Alice Waters kochte eins Werner Herzogs Schuh

Amerikanerin Alice Waters, die französische Kulturwissenschaften studiert hat, war in ihrem Restaurant „Chez Panisse“ in Berkeley eine Pionierin der frischen Küche mit regionalen Produkten. Außerdem hat sie das pädagogische Programm „Edible Schoolyard“ erfunden. Dem Film war sie schon früh zugetan, bereitete in den 80ern die Schuhe von Werner Herzog in Entenfett zu. Währenddessen demonstrierte in Italien Carlo Petrini mit Spaghettitöpfen gegen eine McDonald’s Filiale an der Spanischen Treppe. Nachdem die beiden sich Ende der 80er Jahre begegnet sind, wuchs die Slow- Food-Gemeinde rasant. Seit 2006 sind sie Paten des Kulinarischen Kinos.

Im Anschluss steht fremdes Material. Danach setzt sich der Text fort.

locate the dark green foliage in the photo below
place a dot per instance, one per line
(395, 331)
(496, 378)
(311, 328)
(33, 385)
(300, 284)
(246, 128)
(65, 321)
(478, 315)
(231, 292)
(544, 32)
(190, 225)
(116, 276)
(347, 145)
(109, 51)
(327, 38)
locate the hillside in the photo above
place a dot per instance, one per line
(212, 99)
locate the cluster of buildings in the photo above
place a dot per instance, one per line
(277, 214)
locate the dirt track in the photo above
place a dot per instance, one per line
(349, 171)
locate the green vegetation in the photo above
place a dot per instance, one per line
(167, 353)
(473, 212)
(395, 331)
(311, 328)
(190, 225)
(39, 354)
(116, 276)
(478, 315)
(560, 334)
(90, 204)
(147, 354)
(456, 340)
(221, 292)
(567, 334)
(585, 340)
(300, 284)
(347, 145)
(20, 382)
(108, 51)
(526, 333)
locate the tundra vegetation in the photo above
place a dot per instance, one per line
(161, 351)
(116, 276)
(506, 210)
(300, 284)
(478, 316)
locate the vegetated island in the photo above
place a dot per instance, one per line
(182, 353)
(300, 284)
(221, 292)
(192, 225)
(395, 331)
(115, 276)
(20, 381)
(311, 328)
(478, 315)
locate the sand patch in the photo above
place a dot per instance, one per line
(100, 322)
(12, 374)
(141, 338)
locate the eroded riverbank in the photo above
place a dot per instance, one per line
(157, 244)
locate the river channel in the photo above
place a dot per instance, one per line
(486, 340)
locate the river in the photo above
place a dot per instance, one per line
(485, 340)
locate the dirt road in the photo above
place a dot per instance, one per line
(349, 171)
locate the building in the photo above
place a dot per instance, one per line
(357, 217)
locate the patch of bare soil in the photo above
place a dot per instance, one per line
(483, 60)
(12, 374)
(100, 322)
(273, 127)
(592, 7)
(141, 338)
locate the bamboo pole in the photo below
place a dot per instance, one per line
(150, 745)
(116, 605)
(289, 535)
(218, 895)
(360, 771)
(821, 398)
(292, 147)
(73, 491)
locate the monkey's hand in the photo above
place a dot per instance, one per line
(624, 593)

Das ging natürlich nicht ohne Drama ab, wie Kosslick unter dem Gelächter des Publikums ausführlich erzählte. Am Swimming-Pool in Los Angeles fragte er den amerikanischen Filmproduzenten Tom Luddy, wie man an Alice Waters herankäme. „Kein Problem, die ist meine Ex-Frau“, antwortete der, und zückte sofort das Handy. Seitdem werden im Gropiusbau Filme gezeigt, die schlechtes Essen und krankmachende Produktionsbedingungen verdammen und für bewussten, gesunden Genuss werben. Viele Filme waren nachhaltig aufrüttelnd, zum Beispiel „Food Inc.“. „Ich wundere mich immer noch, dass die Leute danach noch in Supermärkte gehen konnten“, sagte Kosslick, der am Ende seiner Rede sein Kuschelimage kurzfristig verließ und ungewohnt scharf wurde: „Die letzten beiden Jahrzehnte werden trotz aller Anstrengungen von grausamen Hungersnöten geprägt, durch endlose Lebensmittelskandale, hervorgerufen durch Verunreinigungen und Falschdeklarierungen, durch Spekulationen mit Nahrung und Land.“

Die Danksagung von Alice Waters geriet dann fast selbst zu einer Laudatio. Dass das größte Filmfestival der Welt, Verantwortung übernommen und das Thema Essen in dieser Ausführlichkeit gewürdigt hat, habe sie sehr berührt. Da sei etwas sehr Bedeutsames aufgebaut worden. Vor zehn Jahren habe man Essen noch als Spielerei betrachtet, sagte Carlo Petrini und in Richtung Laudator: „Sie könnten höher kommen, als Sie heute sind.“ Berater der EU, das wäre aus seiner Sicht das Richtige. Kosslick hat freilich auch seine bodenständigen Seiten. Das Kulinarische Kino hat sich nicht nur um das Bewusstsein für Essen verdient gemacht, es hat sich auch zu einem Publikumsfavoriten entwickelt. Tickets sind immer blitzschnell ausverkauft. Vergrößern lässt sich die Veranstaltung aber nicht.

Es dauerte bei so viel allgemeiner Rührung ein bisschen, bis Michael Hoffmann das Dessert servieren konnte, „Dänischer Brie, karamellisiertes Sonnenblumenbrot, geeiste Schafsmilch, Holunderbaiser & Zuckerrübenkraut“. Für so ein authentisches Berlinale-Erlebnis warteten die Gäste freilich gerne.